15 November 2008
Fassbinder - Martha (1974)
In Fassbinder's film Martha, there is no redemption, no hope, no prospects. Martha visits Rome with her father. Her father is an asshole. He dies on the Spanish steps - this is the beginning of an odyssey of gruesome humour (or whatever one wants to call it) and Fassbinder's twisted sense of melodrama. He takes us to the dark & rotten heart of heterosexuality. There is nothing to be found there, except violence, degradation and pain.
Martha "finds love" in Helmut (I kept thinking of a particular Swedish author and couldn't stop seeing him in Helmut). The introductory scene of their encounter is a promise of romance. They glance each other, while the camera goes round and round, capturing the moment of exhilaration. Then they don't see each other for a while. They meet again, marry, and everything is instantaneously fucked up. We see them riding a rollercoaster together. Martha is scared shitless, while Helmut's face is glimmering with self-satisfaction. The lights are glaring. It is a perfect scene that sets the mood for the rest of the film, its baroque gloom.
Helmut and Martha are puppets in a violent play of the subordinated female and the violent, consuming male who wants his woman to submit to him - in an absolute sense. Do they desire each other? There is no room for desire here. In a telling scene Martha is sun-bathing. Helmut has prohibited the use of sun-oil. She falls asleep and wakes up with burning skin. This is the only point at which we see real excitement in Helmut. Her pain and disorientation turns him on. In this scene, there is Helmut and there is Female, subjugated Body (Helmut is, of course, wearing a suit).
Helmut manipulates Martha's life. She is forced to quit her job. She is imprisoned in their home which is the art of bric-a-brac through and through. Helmut, who is of course an engineer (the engineer epitomizes something, for sure) wants her to read a book. It is a book about dam constructions. She reads it after some violent persuasion. With a voice full of resignation and bitterness, she quotes some passages from the book, sitting back-to-back on the couch with her husband. It is a powerful, yet funny, scene.
After watching the film, I had a conversation with my friends about whether the film was "exaggerated" or too stylized. Personally, I wouldn't say it was. Or: it was stylized for sure, and the distancing effects are intentional, but this only helps bring home the point. The brilliance of the film consists in its lack of comforting elements. But doesn't that make it lose something in terms of realism? That depends on what kind of "realism" you look for. Like Jelinek, Fassbinder strips heterosexual violence down to its bare, naked bones, where what we see is strange and commonplace at the same time. We recognize the patterns - but Fassbinder shows how the relation between Helmut and Martha is also unsettling because it is so far removed from emotions, contact and openness.
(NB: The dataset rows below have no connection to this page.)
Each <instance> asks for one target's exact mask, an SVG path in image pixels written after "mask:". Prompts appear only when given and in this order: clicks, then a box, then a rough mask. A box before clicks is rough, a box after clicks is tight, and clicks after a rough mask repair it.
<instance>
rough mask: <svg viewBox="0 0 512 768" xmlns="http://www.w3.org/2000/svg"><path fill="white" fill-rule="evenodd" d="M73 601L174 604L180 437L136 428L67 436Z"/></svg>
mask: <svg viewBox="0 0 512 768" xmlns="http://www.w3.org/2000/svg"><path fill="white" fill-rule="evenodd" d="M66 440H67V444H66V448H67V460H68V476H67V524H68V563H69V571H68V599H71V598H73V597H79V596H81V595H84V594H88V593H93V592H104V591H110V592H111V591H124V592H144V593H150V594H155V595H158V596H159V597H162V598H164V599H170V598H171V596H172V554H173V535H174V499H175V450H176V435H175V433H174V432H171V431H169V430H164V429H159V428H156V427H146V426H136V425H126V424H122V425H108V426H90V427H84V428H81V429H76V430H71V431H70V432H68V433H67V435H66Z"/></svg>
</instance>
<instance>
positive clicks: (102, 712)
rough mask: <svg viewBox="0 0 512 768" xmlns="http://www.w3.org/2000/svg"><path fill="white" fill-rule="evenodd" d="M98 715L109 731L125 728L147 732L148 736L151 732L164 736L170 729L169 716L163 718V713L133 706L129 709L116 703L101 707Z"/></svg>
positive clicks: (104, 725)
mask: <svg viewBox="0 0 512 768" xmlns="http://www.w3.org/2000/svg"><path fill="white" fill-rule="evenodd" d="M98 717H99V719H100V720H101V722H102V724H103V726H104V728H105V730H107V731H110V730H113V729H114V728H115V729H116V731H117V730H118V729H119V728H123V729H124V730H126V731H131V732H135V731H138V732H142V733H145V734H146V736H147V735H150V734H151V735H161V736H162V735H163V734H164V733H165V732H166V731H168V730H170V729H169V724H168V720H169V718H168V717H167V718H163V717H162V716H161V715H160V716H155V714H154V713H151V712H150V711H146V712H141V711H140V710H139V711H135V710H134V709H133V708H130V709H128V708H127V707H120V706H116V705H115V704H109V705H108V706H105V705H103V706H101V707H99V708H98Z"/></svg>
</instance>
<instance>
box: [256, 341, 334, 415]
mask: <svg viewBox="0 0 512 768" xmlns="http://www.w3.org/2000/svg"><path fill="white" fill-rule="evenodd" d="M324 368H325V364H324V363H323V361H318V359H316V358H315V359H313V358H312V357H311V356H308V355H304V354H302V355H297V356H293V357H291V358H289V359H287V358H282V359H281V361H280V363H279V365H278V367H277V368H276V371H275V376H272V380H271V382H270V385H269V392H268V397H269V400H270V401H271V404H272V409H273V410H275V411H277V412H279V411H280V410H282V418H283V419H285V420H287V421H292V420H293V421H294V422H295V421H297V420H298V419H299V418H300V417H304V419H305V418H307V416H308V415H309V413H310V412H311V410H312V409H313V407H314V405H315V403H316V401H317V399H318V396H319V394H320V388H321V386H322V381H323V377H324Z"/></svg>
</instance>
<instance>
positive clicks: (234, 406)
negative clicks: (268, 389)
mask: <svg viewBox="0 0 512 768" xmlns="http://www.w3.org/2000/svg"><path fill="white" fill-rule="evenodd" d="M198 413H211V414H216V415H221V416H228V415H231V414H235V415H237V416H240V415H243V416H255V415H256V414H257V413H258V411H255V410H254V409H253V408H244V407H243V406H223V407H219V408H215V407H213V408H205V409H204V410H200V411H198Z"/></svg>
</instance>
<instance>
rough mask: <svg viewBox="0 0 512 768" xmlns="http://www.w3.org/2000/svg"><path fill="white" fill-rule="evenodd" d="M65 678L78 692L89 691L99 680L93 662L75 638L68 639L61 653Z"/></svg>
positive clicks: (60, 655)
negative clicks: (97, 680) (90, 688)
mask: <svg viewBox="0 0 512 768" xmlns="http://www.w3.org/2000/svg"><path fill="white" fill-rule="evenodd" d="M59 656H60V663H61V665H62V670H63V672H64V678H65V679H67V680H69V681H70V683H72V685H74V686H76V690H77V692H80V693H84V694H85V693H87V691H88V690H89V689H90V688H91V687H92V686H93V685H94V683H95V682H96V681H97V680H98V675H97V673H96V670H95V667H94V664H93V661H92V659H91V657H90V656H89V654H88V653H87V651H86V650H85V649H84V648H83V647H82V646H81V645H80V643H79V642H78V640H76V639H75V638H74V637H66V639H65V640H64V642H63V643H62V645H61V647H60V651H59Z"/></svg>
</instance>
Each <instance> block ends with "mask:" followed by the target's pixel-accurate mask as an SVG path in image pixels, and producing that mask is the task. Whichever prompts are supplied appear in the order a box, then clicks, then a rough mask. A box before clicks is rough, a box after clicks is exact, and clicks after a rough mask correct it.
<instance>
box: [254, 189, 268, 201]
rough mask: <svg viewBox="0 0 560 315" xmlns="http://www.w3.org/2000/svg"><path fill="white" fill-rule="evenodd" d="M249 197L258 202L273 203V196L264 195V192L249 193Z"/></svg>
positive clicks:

Here we have MAN WANTS WOMAN! in its brutal form.
There are hints of awareness on Martha's part, but these are only hazy hints and she's got a whole world that does not understand her (there are also hints of understanding in the relationship with a co-worker, but Fassbinder does not leave open the door to Happy Heterosexual Love in this movie). The heterosexual woman is a masochist, and the heterosexual man is a sadist who wants his lover to die. Fassbinder himself apparently said that he wanted to show that marriage is a sadomassocistic institution. The heterosexual lovers lose their sense of reality and what they gain is mutual paranoia, something that is emphasized towards the end of the film as fantasy and reality are increasingly blurred. As I understand the film, there is nothing to be understood in the relation between Martha and Helmut. Fassbinder is not dealing with psychological masochism or sadism. We are confronted with a condition of society, in which questions about "willing submission", "force" and "violence" are on a par. In this society, we become interchangeable Men and Women. There is no room for desire, or love, in this place.
The actors are fabulous. They are puppets because that's what life has made them. Their faces are like grotesque masks (the atmosphere of the film is sometimes that of a horror movie). But although we have these alienating aspects of the film - the humor, the melodrama, the colors - the strange thing is that we are still bothered by the fact that Martha and Helmut are people. Fassbinder analyzes the absurd world of heterosexuality in which there is Man and Woman and that is that, end of story.